Just months before his return in South African colours, the southpaw played more than an impactful role for Somerset, scoring his runs at a healthy average of 47.92 while thundering every mile at 192.28, showing a version that was fervent. During his return in the Proteas colours, the 32-year-old showed a glimpse of what he has to offer, an unbeaten 96 that kind of set the motion off.


“You need to play really well but we need a bit of luck as well,” said Rahul Dravid at the end of the clash. But it wasn’t remotely closely related to Rossouw.

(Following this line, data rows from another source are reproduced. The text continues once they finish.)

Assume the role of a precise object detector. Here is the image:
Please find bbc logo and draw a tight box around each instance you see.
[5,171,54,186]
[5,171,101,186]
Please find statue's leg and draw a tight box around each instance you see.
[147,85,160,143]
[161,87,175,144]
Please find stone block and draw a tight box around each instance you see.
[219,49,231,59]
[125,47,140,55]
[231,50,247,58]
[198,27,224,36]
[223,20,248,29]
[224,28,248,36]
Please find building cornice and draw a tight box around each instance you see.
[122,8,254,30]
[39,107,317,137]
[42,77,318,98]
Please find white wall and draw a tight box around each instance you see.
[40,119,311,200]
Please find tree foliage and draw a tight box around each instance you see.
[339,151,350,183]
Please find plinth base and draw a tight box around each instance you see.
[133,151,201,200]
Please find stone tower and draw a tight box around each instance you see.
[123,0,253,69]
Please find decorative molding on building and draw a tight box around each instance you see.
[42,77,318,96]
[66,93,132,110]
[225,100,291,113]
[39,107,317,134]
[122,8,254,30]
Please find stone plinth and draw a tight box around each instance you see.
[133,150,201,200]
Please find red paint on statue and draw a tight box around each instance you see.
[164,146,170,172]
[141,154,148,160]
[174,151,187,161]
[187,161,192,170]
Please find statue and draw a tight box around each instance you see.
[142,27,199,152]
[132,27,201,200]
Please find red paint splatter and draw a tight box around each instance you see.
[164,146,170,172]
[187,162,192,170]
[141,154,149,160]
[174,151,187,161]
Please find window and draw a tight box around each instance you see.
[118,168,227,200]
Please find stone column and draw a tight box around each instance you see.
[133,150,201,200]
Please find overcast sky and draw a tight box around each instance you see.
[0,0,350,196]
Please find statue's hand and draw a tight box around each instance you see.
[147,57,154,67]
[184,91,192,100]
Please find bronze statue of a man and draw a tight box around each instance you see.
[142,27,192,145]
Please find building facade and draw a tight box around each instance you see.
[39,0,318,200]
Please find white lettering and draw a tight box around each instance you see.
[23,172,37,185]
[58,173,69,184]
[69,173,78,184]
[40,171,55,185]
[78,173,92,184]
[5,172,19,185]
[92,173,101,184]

Within as many months, the southpaw has shown more than enough credentials to remind the fans why he was rated as highly at one point in time. His game, over the years if anything, has improved massively as the criticism have begun to suppress into mere white-noise. Even blaring noises around him are no more concerning.

While his knock favoured the leg-side, while he did have his chance, a dropped catch at the boundary rope, he instilled immense fear in the opposition. One of the favourites to win the T20 World Cup – India – were put under the pressure of some smart batting ninja-jujitsu.

“I am glad that I could contribute for the winning side tonight. The chat is that we back each other, and we believe in our abilities. I am glad with myself and de Kock for scoring runs tonight,” he said after what was an eventful night for him.

30/1, the scoreboard suggested a phase for India to apply brakes. In walked a batter, whose last two scores in the shortest format were 0 and 0. For someone who had scored two ducks in a row, the third innings is always of utmost importance. And in this case, for Rossouw, it was a matter of more than that, possibly a say on his place in the larger scheme of things.

He walked in, tapped his bat twice and looked at the pitch, asking for some remorse after a tough week. And four deliveries later, it all fell right in place, a whip-me-in-the-leg-side kind of delivery that kick-started a batting procession. One followed another, as the left-hander found himself in pretty neat touch.

Even when one of India’s best bets against left-handers – Ravichandran Ashwin – took the ball, the Proteas batter was spewing venom. Against the spin, he thumped the ball towards the longer boundary for a massive six and seconds later, took his eyes off suggesting that was in the groove.

And when he was dropped on 24, at the boundary by Mohammed Siraj, there was never a comeback for India.

On a night where scoring wasn’t perhaps the toughest thing, it still required someone to put their hands up and Rossouw did that with ease. Nonchalantly, he cleared the boundaries, precisely he split the fielders and powerfully, he whacked the Indian spinners. 

Like it was a rampage. And when scooped one past the wicketkeeper towards the South African dressing room, it was not the ball that was delivered but a message.  

A message that put an end to all the doubts on his place in this setup. It wasn’t the stroke that he scored to get to his 100 that defined the innings but the one before that. Siraj bowled one wide outside the off-stump but like a surgeon, the left-hander opened the ball well and sliced the ball towards the boundary with some pace.

Back in June earlier this year, Rossouw admitted that he wants to represent his country. And a few months later, he is almost but a flight away to Australia, as one of the Proteas' mainstays. 

When he tapped the South African emblem after scoring the century, it was evident that this century meant a world to Rossouw. A world where he still plays for South Africa and at the highest level in the shortest format.